Israel’s parliamentary speaker, Mickey Levy, broke down in tears in the Bundestag while reciting the Jewish mourner’s prayer from a prayer book that belonged to a German Jewish boy who celebrated his bar mitzvah on the eve of Kristallnacht, an outburst of anti-Jewish violence in 1938.

Levy said that Israel and Germany experienced “an exceptional journey on the way to reconciliation and establishing relations and brave friendship between us.”

Gathered at the European Parliament, EU lawmakers listened to 100-year-old Holocaust survivor Margot Friedlander’s ordeal. She was arrested in 1944 while on the run and brought to Theresienstadt, in what is now the Czech Republic. A year before, her mother and brother were deported to Auschwitz, where they were both killed.

Friedlander and her husband emigrated to the U.S. in 1946 and she returned to Berlin in 2010. She has since been traveling around Germany to tell her story and promote remembrance.

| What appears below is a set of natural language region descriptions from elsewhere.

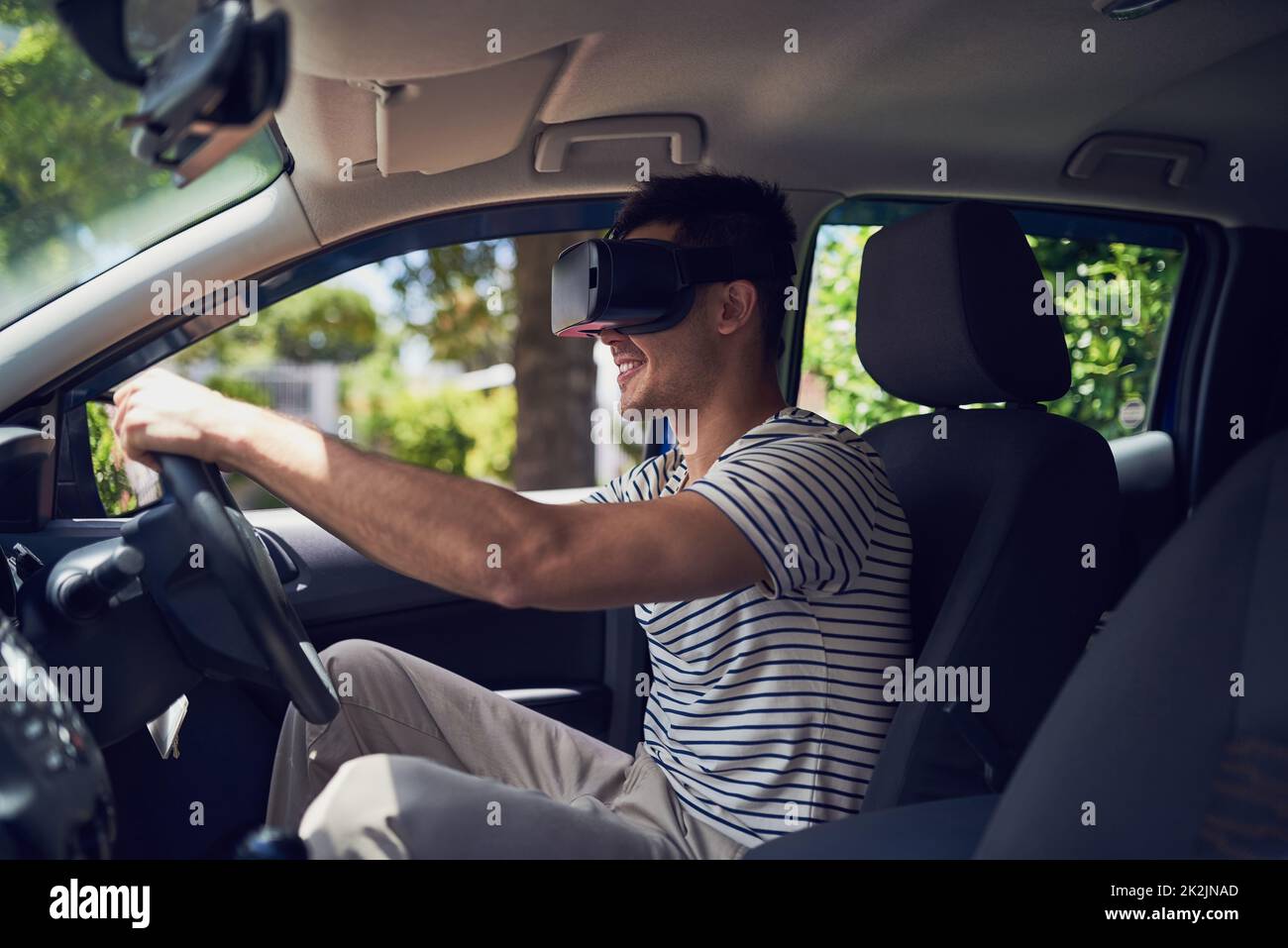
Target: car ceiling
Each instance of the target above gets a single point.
(876, 93)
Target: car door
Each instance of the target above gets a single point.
(430, 343)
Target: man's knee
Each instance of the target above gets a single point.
(394, 806)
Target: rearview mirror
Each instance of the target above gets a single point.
(205, 86)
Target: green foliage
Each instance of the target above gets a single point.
(55, 106)
(114, 487)
(445, 296)
(451, 430)
(323, 324)
(1113, 359)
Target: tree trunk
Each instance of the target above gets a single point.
(554, 378)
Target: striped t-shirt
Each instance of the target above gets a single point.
(765, 707)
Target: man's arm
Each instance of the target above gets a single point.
(471, 537)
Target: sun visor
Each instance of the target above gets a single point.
(445, 123)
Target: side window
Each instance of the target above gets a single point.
(439, 357)
(1112, 285)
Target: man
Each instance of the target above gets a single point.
(768, 557)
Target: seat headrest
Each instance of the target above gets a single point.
(947, 316)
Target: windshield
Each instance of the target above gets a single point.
(72, 200)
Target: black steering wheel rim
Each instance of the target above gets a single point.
(237, 559)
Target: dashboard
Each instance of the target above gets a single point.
(55, 800)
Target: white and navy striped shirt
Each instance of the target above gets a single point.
(765, 707)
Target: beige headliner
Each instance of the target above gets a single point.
(877, 90)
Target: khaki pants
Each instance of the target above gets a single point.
(421, 763)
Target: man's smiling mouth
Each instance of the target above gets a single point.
(626, 368)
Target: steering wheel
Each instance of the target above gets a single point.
(240, 563)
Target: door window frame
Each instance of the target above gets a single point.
(77, 497)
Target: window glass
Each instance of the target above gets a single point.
(73, 202)
(1112, 283)
(439, 357)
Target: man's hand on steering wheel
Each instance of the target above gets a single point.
(161, 412)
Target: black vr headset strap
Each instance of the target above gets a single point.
(746, 262)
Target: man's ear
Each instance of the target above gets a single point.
(737, 305)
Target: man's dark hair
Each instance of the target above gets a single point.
(712, 210)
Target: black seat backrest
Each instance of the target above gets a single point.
(1013, 510)
(1171, 738)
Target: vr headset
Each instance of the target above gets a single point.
(648, 286)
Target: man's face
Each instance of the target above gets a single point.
(674, 369)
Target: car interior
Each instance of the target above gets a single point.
(1115, 559)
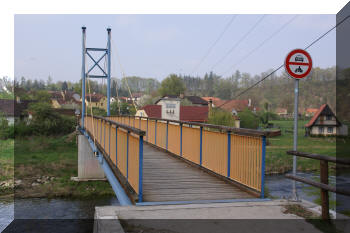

“We must be vigilant and not look the other way as we did then,” she said. “Hatred, racism and antisemitism must not be the last word in history.”

Charles Michel, the head of the EU Council bringing together leaders of the 27 EU member countries, insisted on the importance of commemorating the Shoah as the number of survivors diminishes every year.

“With each passing year, the Shoah inches towards becoming a historical event,” Michel said. “More and more distant, more and more abstract. Especially in the eyes of the younger generations of Europeans. This is why, paradoxically, the more the years go by, the more important the commemoration becomes. The more essential.”

To tackle Holocaust denial, UNESCO and the World Jewish Congress launched a partnership Thursday with the online platform TikTok popular with youngsters. They say it will allow users to be oriented toward verified information when searching for terms related to the Shoah.

According to the U.N., 17% of content related to the Holocaust on TikTok either denied or distorted the Holocaust.

“All online platforms must take responsibility for the spread of hate speech by promoting reliable sources of information,” said UNESCO Director-General Audrey Azoulay.

In Italy, members of the Jewish community and lawmakers gathered in Rome’s Ghetto to lay a wreath where more than 1,000 people were rounded up and deported to Auschwitz on Oct. 16, 1943. Participants in the commemoration included Italian senator-for-life, Liliana Segre, a 91-year-old Auschwitz-Birkenau survivor who has made educating younger generations about the Holocaust her life’s work.

In Albania, Foreign Minister Olta Xhacka honored the millions of victims while taking pride in his country’s role in sheltering Jews.

___

Petrequin reported from Brussels. Geir Moulson in Berlin, Nicole Winfield in Rome, Ilan Ben Zion in Jerusalem and Llazar Semini in Tirana, Albania, contributed.